Interstate Spillovers, Fiscal Decentralization, and Public Spending on Medicaid Home‐ and Community‐Based Services

AuthorGerel Oyun
DOIhttp://doi.org/10.1111/puar.12639
Published date01 July 2017
Date01 July 2017
566 Public Administration Review • July | August 2017
Public Administration Review,
Vol. 77, Iss. 4, pp. 566–578. © 2016 by
The American Society for Public Administration.
DOI: 10.1111/puar.12639.
Gerel Oyun is an independent scholar.
Previously, she taught in the School of
Business Administration at the American
University of Sharjah, United Arab Emirates.
Her research interests include health
policy, decentralization in health care, and
disparities in health services and outcomes.

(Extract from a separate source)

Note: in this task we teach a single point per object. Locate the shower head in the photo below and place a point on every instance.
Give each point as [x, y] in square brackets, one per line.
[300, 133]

She holds a PhD in public affairs from the
University of Texas at Dallas and a master of
public health degree from Boston University.
E-mail: gerel@ymail.com
Abstract : This article examines the interstate spillover effect of Medicaid expenditures for home- and community-
based services ( HCBS ) and tests the relationship between fiscal decentralization and public spending. Based on the
theory of interstate strategic interaction, an empirical model is specified that explicitly accounts for interdependence
in states’ spending decisions. The model is estimated by applying spatial econometric methods to panel data for the 50
U.S. states for 2000–2010. Findings show a positive interdependence in state HCBS expenditures that is contingent
on similarity in citizen ideology between states. Fiscal decentralization, measured by transfer dependence and revenue
autonomy, is positively related to Medicaid HCBS spending.
Practitioner Points
Medicaid HCBS expenditures are interdependent across states. The degree of interdependence is contingent
on the similarity in citizen ideology between states.
Policy diffusion occurs in the process of learning and imitation through information spillover.
Fiscal decentralization financed from local sources and in the form of intergovernmental transfers is
associated with higher HCBS expenditures.
Gerel Oyun
Interstate Spillovers, Fiscal Decentralization,
and Public Spending on Medicaid Home- and
Community-Based Services
M edicaid spending is one of the most pressing
problems the United States faces today.
Program enrollment increased 73 percent
between 2000 and 2013, compared with 12 percent
growth in the total U.S. population (Joffe 2015 ).
Total Medicaid spending rose from 19.5 percent
to 24.5 percent of state expenditures over the same
period. This escalation in Medicaid costs is crowding
out state spending for other public programs,
including education and transportation infrastructure
(Joffe 2015 ).
Long-term services and supports (LTSS) constitute
a significant portion of total Medicaid expenditures,
ranging from 34 percent to 38 percent for the sample
period. A closer look reveals that the expenditure
trends of the LTSS components—institutional care
and home- and community-based services (HCBS)—
are moving in opposite directions (see figure 1 ).
Medicaid spending on all HCBS increased from
18 percent of total Medicaid expenditures for
LTSS in 1995 to 51 percent in 2013. Meanwhile,
spending on institutional care decreased from 82
percent to 49 percent (Eiken et al. 2015 ). Total
Medicaid expenditures mask differential responses
of institutional care and HCBS to driving factors of
LTSS spending; this calls for separate examination of
HCBS expenditures.
A growing volume of literature focuses on questions
related to Medicaid LTSS programs, with considerable
attention given to the cross-state variation in
Medicaid HCBS utilization and expenditures.
Previous empirical studies on HCBS expenditures
have examined sociodemographic, economic, political,
and program policy and administrative determinants
of state spending for Medicaid HCBS (Harrington
et al. 2000 ; Kane et al. 1998 ; Kitchener, Carrillo, and
Harrington 2003 ; Kitchener et al. 2007 ). However,
the literature overlooks two important possible
determinants of HCBS spending: (1) the interstate
spillover of state HCBS spending, which reveals the
interdependence of spending policy choices across
states, and (2) fiscal decentralization, which is the
assignment of revenue and expenditure responsibilities
from the federal government to state and local
governments. This research attempts to fill this gap.
Expenditure spillover and fiscal decentralization are
relevant to HCBS spending for two reasons. First, a
large literature provides evidence for the presence of
spillover effects in state expenditures (e.g., Baicker
2005 ; Case, Rosen, and Hines 1993 ; Saavedra 2000 ).